Rheumatoid arthritis is one good example: it can strike well before old age, and although it does bear some resemblance to other types of arthritis, there are also some very important differences.
While all arthritis involves some degree of discomfort, rheumatoid arthritis has a very particular set of symptoms that demands a very precise management plan. Without targeted treatment, RA can quickly cause permanent damage to your joints, and even lead to serious complications in other areas of the body.
The first step to better arthritis care is an accurate diagnosis, so learn how and why RA stands apart from other arthritic conditions.
How Different Forms of Arthritis Affect Your Body
In general terms, arthritis involves the destruction or disintegration of joints, bones, cartilage and connective tissues. Pain, stiffness and inflammation are common complaints as the joints and muscles begin to lose function, and your range of motion and mobility will eventually suffer.

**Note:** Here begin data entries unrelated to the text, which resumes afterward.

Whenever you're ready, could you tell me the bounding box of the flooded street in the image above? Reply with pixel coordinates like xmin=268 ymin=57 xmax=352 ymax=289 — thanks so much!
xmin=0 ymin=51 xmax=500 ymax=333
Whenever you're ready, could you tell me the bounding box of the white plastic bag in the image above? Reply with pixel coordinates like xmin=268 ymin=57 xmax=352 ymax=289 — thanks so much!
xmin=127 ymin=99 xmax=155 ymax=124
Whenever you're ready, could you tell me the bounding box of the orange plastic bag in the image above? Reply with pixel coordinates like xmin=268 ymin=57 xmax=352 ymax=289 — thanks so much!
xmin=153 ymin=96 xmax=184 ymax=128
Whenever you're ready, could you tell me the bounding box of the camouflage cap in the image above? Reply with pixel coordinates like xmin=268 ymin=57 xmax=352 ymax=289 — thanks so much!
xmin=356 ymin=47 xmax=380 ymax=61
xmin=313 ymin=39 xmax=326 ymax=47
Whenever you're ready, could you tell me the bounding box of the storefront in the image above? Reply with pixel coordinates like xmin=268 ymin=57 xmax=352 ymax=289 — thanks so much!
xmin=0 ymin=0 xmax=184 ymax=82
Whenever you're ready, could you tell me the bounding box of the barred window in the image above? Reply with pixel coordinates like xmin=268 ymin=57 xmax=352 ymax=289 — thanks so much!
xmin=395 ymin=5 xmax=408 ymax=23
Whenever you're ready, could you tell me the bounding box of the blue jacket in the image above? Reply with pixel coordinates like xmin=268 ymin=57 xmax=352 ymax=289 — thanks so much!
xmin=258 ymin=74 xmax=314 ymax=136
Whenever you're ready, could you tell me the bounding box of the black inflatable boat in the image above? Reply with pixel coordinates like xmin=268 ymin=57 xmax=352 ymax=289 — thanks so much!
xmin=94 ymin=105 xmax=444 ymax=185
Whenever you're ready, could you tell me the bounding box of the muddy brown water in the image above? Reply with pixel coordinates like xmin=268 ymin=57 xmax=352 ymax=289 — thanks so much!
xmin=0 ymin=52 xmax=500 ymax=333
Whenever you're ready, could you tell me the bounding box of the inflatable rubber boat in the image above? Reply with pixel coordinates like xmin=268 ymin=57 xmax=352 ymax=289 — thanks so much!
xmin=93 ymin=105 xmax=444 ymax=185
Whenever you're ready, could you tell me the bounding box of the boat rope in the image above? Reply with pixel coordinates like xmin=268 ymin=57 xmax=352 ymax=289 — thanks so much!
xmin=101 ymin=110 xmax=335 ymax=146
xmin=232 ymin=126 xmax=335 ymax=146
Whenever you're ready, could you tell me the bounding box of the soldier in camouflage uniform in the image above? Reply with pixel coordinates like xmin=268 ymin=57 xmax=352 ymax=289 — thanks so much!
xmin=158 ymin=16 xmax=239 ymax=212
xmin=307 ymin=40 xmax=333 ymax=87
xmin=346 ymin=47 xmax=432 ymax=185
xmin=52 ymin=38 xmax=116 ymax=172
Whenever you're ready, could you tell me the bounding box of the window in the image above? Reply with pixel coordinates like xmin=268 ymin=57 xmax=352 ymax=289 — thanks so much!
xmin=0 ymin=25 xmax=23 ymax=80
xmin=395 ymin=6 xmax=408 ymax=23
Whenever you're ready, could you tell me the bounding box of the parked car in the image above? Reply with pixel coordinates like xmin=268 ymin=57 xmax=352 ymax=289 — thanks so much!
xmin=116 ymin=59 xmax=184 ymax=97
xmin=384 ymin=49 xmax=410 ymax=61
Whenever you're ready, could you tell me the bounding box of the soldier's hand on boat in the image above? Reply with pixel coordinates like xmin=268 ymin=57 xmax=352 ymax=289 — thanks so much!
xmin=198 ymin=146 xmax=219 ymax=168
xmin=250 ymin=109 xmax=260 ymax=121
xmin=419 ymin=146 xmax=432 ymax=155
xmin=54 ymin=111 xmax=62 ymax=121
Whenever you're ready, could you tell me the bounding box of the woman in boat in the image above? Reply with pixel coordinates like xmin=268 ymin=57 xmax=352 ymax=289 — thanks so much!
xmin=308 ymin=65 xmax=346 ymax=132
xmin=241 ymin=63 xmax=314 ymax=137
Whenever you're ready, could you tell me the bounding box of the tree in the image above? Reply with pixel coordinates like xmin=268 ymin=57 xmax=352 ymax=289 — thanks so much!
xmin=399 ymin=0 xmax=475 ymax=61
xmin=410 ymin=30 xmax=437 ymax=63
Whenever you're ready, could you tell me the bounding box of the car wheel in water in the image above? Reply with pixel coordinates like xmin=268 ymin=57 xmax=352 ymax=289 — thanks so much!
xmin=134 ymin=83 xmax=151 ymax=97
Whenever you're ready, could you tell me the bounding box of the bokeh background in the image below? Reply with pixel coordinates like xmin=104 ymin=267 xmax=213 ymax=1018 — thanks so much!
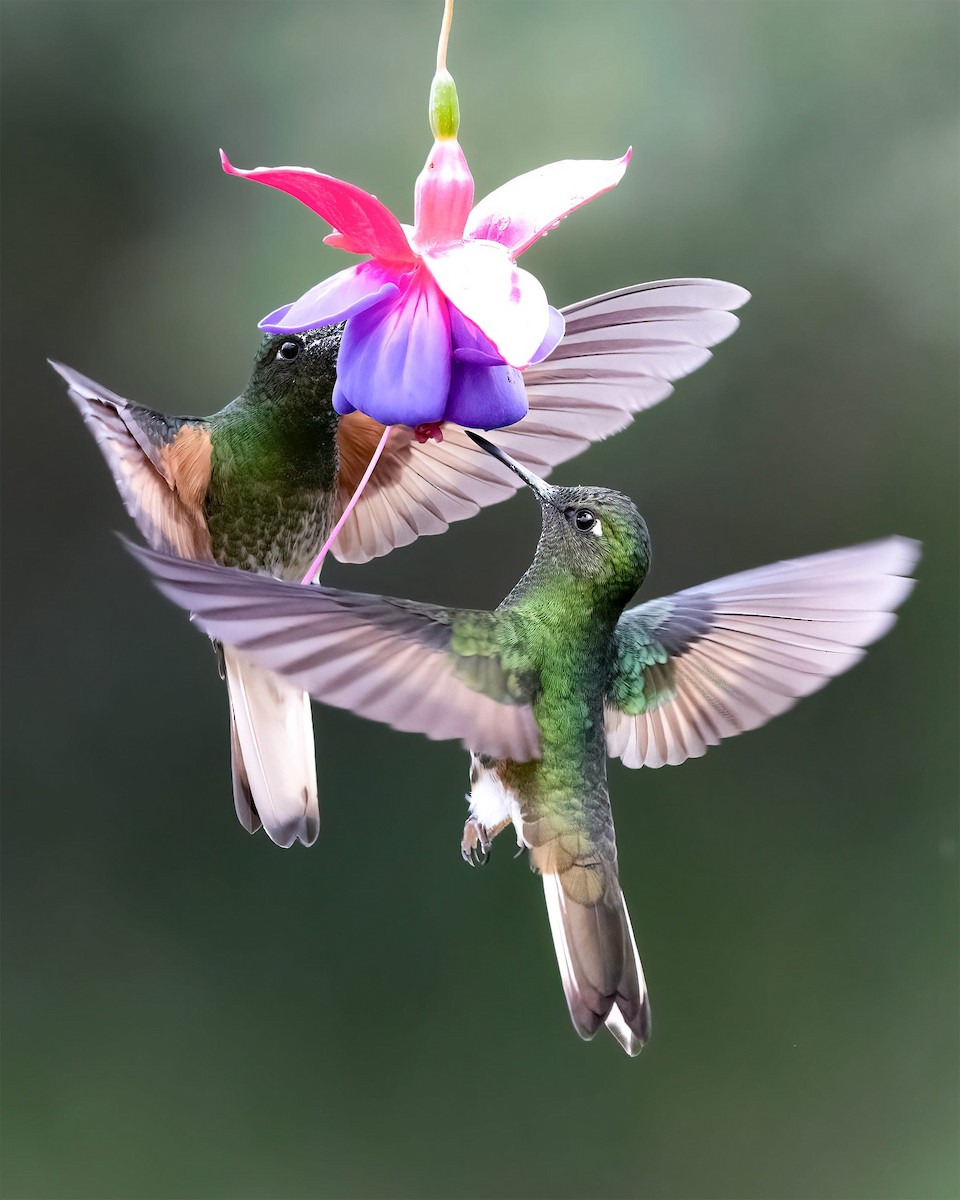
xmin=2 ymin=0 xmax=960 ymax=1200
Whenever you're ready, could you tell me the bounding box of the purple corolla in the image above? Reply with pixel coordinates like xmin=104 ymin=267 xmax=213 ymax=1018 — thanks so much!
xmin=221 ymin=5 xmax=630 ymax=436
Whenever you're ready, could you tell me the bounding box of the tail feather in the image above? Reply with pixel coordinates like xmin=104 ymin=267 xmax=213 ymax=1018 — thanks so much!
xmin=223 ymin=647 xmax=320 ymax=846
xmin=542 ymin=871 xmax=650 ymax=1056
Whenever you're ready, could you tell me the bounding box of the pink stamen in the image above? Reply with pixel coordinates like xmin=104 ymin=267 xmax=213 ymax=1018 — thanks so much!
xmin=300 ymin=425 xmax=392 ymax=583
xmin=413 ymin=421 xmax=443 ymax=446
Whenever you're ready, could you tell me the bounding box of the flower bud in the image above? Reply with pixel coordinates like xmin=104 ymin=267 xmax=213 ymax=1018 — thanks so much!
xmin=430 ymin=67 xmax=460 ymax=142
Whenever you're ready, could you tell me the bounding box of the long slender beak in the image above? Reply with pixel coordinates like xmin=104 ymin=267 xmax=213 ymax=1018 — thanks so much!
xmin=463 ymin=430 xmax=553 ymax=500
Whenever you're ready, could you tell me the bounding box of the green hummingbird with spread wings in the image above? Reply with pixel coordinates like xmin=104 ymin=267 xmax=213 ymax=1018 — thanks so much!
xmin=127 ymin=434 xmax=919 ymax=1055
xmin=52 ymin=280 xmax=749 ymax=846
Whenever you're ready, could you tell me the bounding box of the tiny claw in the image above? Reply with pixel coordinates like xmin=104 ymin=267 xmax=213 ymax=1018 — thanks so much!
xmin=460 ymin=817 xmax=490 ymax=866
xmin=413 ymin=421 xmax=443 ymax=445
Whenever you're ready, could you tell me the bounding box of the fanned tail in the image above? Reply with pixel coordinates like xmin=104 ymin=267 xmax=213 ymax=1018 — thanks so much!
xmin=223 ymin=647 xmax=320 ymax=846
xmin=532 ymin=846 xmax=650 ymax=1056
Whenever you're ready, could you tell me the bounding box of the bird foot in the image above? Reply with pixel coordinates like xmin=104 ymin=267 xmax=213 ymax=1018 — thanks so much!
xmin=460 ymin=817 xmax=491 ymax=866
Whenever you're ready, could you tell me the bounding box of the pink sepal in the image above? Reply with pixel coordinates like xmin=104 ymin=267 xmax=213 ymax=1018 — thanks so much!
xmin=220 ymin=150 xmax=414 ymax=263
xmin=464 ymin=148 xmax=634 ymax=258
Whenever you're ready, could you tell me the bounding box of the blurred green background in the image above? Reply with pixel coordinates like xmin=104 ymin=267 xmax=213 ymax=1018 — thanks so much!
xmin=2 ymin=0 xmax=960 ymax=1200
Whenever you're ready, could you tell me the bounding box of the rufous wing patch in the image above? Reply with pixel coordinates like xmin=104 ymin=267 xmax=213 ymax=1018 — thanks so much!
xmin=337 ymin=413 xmax=410 ymax=505
xmin=157 ymin=425 xmax=211 ymax=558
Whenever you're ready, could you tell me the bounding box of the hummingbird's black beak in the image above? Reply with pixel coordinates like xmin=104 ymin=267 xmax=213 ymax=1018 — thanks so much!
xmin=463 ymin=430 xmax=553 ymax=500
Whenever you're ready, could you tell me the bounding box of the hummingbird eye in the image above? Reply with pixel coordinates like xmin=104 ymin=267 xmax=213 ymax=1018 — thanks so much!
xmin=566 ymin=509 xmax=600 ymax=538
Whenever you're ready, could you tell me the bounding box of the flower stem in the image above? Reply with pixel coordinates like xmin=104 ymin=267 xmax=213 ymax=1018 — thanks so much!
xmin=300 ymin=425 xmax=392 ymax=583
xmin=437 ymin=0 xmax=454 ymax=71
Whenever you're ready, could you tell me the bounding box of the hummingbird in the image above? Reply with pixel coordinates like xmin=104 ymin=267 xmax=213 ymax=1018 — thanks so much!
xmin=123 ymin=433 xmax=919 ymax=1056
xmin=52 ymin=280 xmax=749 ymax=846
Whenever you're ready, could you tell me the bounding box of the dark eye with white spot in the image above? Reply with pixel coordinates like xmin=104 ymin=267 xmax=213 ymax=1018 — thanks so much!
xmin=564 ymin=509 xmax=604 ymax=538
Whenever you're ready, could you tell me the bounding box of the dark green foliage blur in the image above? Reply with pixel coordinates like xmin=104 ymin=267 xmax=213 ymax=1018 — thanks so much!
xmin=2 ymin=0 xmax=960 ymax=1200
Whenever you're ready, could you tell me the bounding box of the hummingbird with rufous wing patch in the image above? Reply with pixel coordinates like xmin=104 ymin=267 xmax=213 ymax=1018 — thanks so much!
xmin=53 ymin=280 xmax=749 ymax=846
xmin=123 ymin=433 xmax=919 ymax=1055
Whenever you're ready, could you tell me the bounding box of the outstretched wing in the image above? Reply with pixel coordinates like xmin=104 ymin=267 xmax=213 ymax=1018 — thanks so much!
xmin=605 ymin=538 xmax=920 ymax=767
xmin=334 ymin=280 xmax=750 ymax=563
xmin=50 ymin=361 xmax=210 ymax=558
xmin=130 ymin=545 xmax=540 ymax=762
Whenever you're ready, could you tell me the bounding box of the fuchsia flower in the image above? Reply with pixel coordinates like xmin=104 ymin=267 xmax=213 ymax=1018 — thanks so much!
xmin=221 ymin=4 xmax=630 ymax=430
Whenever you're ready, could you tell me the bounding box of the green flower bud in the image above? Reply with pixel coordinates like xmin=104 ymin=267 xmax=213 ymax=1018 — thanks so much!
xmin=430 ymin=67 xmax=460 ymax=142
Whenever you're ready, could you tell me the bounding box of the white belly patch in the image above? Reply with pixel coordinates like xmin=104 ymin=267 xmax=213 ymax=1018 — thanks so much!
xmin=468 ymin=757 xmax=527 ymax=846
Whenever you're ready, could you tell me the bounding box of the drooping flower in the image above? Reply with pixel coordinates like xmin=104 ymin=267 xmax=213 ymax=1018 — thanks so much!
xmin=221 ymin=5 xmax=630 ymax=430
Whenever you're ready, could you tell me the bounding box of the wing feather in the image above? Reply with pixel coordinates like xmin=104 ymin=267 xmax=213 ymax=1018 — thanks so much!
xmin=130 ymin=546 xmax=540 ymax=758
xmin=50 ymin=361 xmax=210 ymax=558
xmin=334 ymin=280 xmax=749 ymax=563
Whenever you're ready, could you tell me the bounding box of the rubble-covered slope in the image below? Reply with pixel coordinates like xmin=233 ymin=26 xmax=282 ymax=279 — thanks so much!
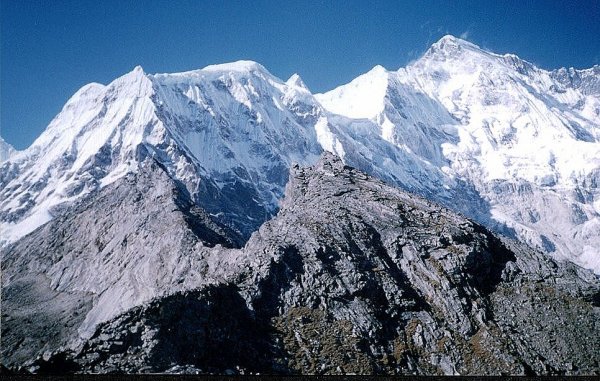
xmin=0 ymin=159 xmax=241 ymax=366
xmin=11 ymin=154 xmax=600 ymax=375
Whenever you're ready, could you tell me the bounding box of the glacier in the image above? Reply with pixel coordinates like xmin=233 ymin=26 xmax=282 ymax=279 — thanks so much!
xmin=0 ymin=36 xmax=600 ymax=274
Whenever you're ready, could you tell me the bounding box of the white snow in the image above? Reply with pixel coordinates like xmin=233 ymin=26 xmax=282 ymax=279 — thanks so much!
xmin=0 ymin=36 xmax=600 ymax=273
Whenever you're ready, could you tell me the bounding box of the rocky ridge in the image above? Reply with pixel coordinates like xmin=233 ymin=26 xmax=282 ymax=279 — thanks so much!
xmin=2 ymin=154 xmax=600 ymax=375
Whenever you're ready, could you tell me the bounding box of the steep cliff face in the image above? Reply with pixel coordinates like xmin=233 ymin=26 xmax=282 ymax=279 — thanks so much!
xmin=7 ymin=154 xmax=600 ymax=374
xmin=0 ymin=36 xmax=600 ymax=274
xmin=1 ymin=160 xmax=241 ymax=365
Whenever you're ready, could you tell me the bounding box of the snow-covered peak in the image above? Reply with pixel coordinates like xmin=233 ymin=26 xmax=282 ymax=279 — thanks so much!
xmin=285 ymin=73 xmax=309 ymax=91
xmin=315 ymin=65 xmax=390 ymax=119
xmin=0 ymin=136 xmax=17 ymax=163
xmin=424 ymin=35 xmax=484 ymax=60
xmin=201 ymin=60 xmax=269 ymax=73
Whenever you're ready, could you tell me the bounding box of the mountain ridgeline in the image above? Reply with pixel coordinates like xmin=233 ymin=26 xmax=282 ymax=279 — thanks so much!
xmin=0 ymin=36 xmax=600 ymax=375
xmin=2 ymin=154 xmax=600 ymax=375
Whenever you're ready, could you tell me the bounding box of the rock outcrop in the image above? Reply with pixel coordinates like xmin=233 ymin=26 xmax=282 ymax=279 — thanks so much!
xmin=2 ymin=153 xmax=600 ymax=375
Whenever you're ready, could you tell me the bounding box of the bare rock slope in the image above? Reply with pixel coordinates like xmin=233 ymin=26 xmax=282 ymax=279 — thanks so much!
xmin=2 ymin=153 xmax=600 ymax=375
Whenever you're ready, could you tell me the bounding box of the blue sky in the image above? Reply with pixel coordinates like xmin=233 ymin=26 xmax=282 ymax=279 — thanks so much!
xmin=0 ymin=0 xmax=600 ymax=149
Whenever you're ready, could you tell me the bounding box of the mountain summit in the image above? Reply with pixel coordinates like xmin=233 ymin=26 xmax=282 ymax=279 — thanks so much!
xmin=0 ymin=36 xmax=600 ymax=273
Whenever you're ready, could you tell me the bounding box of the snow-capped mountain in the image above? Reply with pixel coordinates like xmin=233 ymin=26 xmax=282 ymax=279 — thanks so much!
xmin=317 ymin=36 xmax=600 ymax=273
xmin=0 ymin=62 xmax=321 ymax=241
xmin=0 ymin=136 xmax=17 ymax=163
xmin=0 ymin=36 xmax=600 ymax=273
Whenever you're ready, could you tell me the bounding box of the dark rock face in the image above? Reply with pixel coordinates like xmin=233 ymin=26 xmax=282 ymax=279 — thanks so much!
xmin=1 ymin=157 xmax=241 ymax=366
xmin=2 ymin=154 xmax=600 ymax=375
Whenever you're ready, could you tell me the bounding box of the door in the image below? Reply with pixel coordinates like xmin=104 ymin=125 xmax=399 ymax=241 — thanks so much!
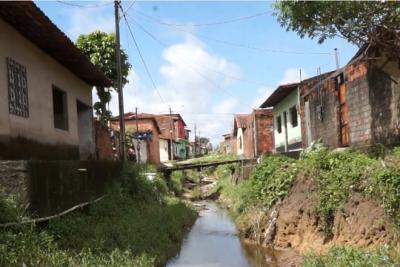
xmin=304 ymin=100 xmax=312 ymax=146
xmin=283 ymin=111 xmax=289 ymax=152
xmin=339 ymin=82 xmax=349 ymax=146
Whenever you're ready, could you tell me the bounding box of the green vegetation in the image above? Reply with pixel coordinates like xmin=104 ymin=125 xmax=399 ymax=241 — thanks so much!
xmin=216 ymin=155 xmax=297 ymax=215
xmin=183 ymin=153 xmax=236 ymax=164
xmin=0 ymin=166 xmax=196 ymax=267
xmin=215 ymin=145 xmax=400 ymax=267
xmin=301 ymin=247 xmax=400 ymax=267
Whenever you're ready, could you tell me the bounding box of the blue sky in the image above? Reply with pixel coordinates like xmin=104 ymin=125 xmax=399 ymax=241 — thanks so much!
xmin=36 ymin=1 xmax=357 ymax=144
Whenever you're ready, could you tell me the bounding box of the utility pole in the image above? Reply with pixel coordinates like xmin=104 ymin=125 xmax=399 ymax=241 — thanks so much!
xmin=135 ymin=108 xmax=140 ymax=163
xmin=335 ymin=48 xmax=340 ymax=69
xmin=169 ymin=106 xmax=174 ymax=160
xmin=114 ymin=0 xmax=126 ymax=161
xmin=193 ymin=123 xmax=197 ymax=157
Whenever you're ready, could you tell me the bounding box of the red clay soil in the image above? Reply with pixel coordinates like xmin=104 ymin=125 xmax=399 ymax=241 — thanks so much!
xmin=242 ymin=175 xmax=398 ymax=266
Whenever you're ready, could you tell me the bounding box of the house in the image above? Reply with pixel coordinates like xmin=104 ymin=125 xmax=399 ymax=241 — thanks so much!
xmin=222 ymin=133 xmax=236 ymax=155
xmin=233 ymin=108 xmax=273 ymax=158
xmin=253 ymin=108 xmax=274 ymax=157
xmin=110 ymin=112 xmax=161 ymax=165
xmin=300 ymin=45 xmax=400 ymax=147
xmin=260 ymin=83 xmax=302 ymax=152
xmin=233 ymin=114 xmax=253 ymax=158
xmin=0 ymin=1 xmax=111 ymax=160
xmin=161 ymin=113 xmax=190 ymax=160
xmin=156 ymin=114 xmax=190 ymax=162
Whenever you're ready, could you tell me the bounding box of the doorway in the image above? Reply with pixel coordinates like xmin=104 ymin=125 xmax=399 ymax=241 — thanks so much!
xmin=337 ymin=74 xmax=349 ymax=146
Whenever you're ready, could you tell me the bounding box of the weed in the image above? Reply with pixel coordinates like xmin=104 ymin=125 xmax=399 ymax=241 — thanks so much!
xmin=301 ymin=247 xmax=399 ymax=267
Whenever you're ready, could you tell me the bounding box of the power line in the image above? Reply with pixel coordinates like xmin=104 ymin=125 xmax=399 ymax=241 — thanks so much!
xmin=135 ymin=10 xmax=332 ymax=55
xmin=123 ymin=0 xmax=136 ymax=15
xmin=136 ymin=11 xmax=271 ymax=27
xmin=56 ymin=0 xmax=113 ymax=8
xmin=131 ymin=18 xmax=277 ymax=87
xmin=125 ymin=17 xmax=253 ymax=108
xmin=121 ymin=7 xmax=169 ymax=108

Different types of arthritis will affect your joints, cartilage and membranes in different ways. Although every type of arthritis brings its own set of challenges, many fall into one of the following broad categories:
- Degenerative – The most common type of degenerative arthritis is osteoarthritis, and it’s often brought on by wear and tear or injury. It tends to develop later in life (after the joints have been taxed for many years), but since athletes and overweight people demand more of their joints than an average healthy person, they may notice signs of OA at a younger age.
- Autoimmune – These forms of arthritis emerge when the body’s immune response goes into overdrive. Lupus, psoriatic arthritis, and rheumatoid arthritis all fall under this category. In an autoimmune form of arthritis, the body attacks healthy tissue – the joints, muscles, or organs, depending on the specific condition – which causes inflammation and interferes with normal function.
- Inflammatory – Many forms of arthritis can be described as inflammatory as well as degenerative or immune-related, but some are more strictly tied to inflammation brought on by trauma or unhealthy lifestyle. Gout, Lyme disease, and reactive arthritis are examples of arthritic conditions that are triggered by a specific event or series of lifestyle choices that disrupt healthy function.